Wednesday, September 08, 2010

A quiet moment in traffic

crawling shadows in the sodium
rain patters on the windshield
world smears into abstractions
swirling glowing chaos
traffic, streetlights, billboards
coalesce into psychedelia
engine off, lights out
waiting for the signal
my world is suddenly small
dim and quiet
a few feet across
bounded by metal and glass
all the universe
nothing beyond
sound of my breathing
water falling softly
dark
crawling shadows in the sodium
crawling across the dashboard
crawling across my hands
my face
i am in the machine
i am the machine
i am not me
i am another

the pattern changes
red to green
snarling to life
light radio wipers
world explodes into reality
moves on
shadows vanish
going home

another universe left behind
quiet and dark
crawling shadows in the sodium
beautiful

Saturday, September 04, 2010

What if... they're all true?

Train of thought. The Great Flood. It's a myth in every civilization. I've found 267 independent stories from cultures across the world. Obviously it can't be true, because how would you do it, practically? Make a boat that big? Only yourself? In such little time? And would two of everything be able to repopulate a species without genetics handing out a massive ass-kicking to everyone a few generations with the recessive genes stick?

Maybe the problem isn't that we're taking it literally. 
Maybe the problem is that we're not taking it literally enough. 

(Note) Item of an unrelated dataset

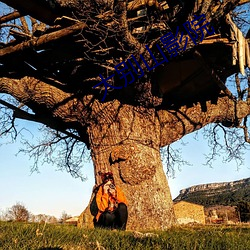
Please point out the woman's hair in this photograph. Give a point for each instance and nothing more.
(107, 176)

267 written records found, from 267 cultures. How many more didn't have those records, or lost them over the couple of thousands of years?
How many Arks in every civilization, with the myths running together over time to make a single super-myth?

What if there really was a Great Flood, and every farm and homestead that could, loaded up all family and livestock, waited it out, and got on with life as usual when the waters went down - maybe several from each village? Genetic diversity maintained, Actual mechanics of the process looking a lot more likely. What if each 'Ark' was just the local high ground, to which every species eventually flocked, driven by the rising waters? Humans would get there first, as the natural predators on top of the food chain. They'd bring domesticated animals and pets. Parasites and vermin would follow, and then wildlife and it's natural predators.

It's not that the myth are wrong. I think they just need looking at keeping their age in mind. This didn't happen last century, it happened couple of millenia ago.It makes a difference.